File ~/miniconda3/envs/perses-paper4-dev/lib/python3.9/site-packages/perses/tests/utils.py:992, in validate_endstate_energies_point(input_htf, endstate, minimize)
    987 nonbonded_hybrid_values = [components_hybrid[key] for key in components_hybrid.keys()
    988                            if key not in bonded_keys_other_to_hybrid.values()]
    989 print(
    990     f"Nonbondeds -- og: {components_other['NonbondedForce']}, hybrid: {np.sum(nonbonded_hybrid_values)}"
    991 )
--> 992 assert np.isclose([components_other['NonbondedForce']], np.sum(nonbonded_hybrid_values))
    994 print(f"Success! Energies are equal at lambda {endstate}!")

AssertionError: 

I am raising this issue so that we can discuss this at the next dev sync. I'm not sure if we want to avoid running small molecule transformations with the RESTCapableHybridTopologyFactory in the future, or if we just want to make a note in the docstring of the class / in the tests that this is a known problem.
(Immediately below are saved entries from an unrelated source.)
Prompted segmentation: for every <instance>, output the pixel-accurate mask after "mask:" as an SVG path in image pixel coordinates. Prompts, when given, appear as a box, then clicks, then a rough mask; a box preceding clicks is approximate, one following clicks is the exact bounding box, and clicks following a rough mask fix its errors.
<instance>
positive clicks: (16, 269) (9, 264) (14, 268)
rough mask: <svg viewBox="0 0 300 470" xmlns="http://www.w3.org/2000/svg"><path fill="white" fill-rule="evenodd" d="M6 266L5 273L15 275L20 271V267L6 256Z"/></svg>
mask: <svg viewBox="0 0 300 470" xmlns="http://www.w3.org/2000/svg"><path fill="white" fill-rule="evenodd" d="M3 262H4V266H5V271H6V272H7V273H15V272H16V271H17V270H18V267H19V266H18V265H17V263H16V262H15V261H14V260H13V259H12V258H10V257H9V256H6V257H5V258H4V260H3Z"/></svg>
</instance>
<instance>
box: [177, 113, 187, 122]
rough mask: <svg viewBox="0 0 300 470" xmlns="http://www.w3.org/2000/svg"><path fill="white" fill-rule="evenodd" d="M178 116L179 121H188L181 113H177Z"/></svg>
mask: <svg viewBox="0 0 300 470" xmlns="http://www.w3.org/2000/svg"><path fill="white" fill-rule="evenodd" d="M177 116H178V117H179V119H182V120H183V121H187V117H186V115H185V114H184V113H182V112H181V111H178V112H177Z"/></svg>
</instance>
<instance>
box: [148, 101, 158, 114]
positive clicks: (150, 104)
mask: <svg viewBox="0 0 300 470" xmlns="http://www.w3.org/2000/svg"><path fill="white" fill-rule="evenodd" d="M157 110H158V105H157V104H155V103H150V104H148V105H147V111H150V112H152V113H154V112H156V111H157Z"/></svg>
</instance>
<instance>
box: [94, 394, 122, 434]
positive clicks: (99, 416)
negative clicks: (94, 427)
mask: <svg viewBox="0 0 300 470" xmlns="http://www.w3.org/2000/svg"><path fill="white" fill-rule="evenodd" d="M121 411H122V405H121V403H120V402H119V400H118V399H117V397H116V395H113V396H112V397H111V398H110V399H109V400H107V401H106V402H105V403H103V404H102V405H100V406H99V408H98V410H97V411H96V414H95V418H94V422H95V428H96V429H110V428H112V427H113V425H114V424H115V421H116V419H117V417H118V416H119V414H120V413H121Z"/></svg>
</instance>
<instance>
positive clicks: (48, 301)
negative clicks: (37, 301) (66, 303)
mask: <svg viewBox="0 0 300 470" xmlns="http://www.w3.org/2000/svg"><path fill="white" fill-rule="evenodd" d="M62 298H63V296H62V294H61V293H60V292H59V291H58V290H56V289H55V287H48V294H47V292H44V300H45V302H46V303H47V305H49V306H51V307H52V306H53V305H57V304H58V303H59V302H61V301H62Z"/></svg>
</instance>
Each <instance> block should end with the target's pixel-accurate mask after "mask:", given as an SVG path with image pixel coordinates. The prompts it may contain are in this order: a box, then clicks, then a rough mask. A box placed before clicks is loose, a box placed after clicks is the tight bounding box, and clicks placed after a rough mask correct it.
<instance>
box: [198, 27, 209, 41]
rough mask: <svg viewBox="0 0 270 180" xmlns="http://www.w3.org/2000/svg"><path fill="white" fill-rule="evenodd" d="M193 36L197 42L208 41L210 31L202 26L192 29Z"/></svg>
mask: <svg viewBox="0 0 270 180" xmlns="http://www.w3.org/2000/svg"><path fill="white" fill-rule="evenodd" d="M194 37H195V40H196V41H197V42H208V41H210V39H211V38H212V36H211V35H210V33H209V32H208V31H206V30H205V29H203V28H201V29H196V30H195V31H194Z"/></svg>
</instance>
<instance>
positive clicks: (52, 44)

zhang-ivy commented 2 years ago

Note that Iván generated htfs using the vanilla HybridTopologyFactory for CCC->CCCC and the energy validation test yields the following results:

with dispersion correction off:

zero state error: 1.96084504011651e-05, one state error: 0.0005264199693243432

with dispersion correction on:

zero state error: -0.8331827929622193, one state error: -0.6370180463873197

so I think the dispersion correction energy discrepancy is likely a problem in the HybridTopologyFactory as well, since there are two forces handling steric interactions as well.

zhang-ivy commented 2 years ago

We discussed this at the perses dev sync 9/6/22 and we decided that we should keep this issue open to address this discrepancy in the future.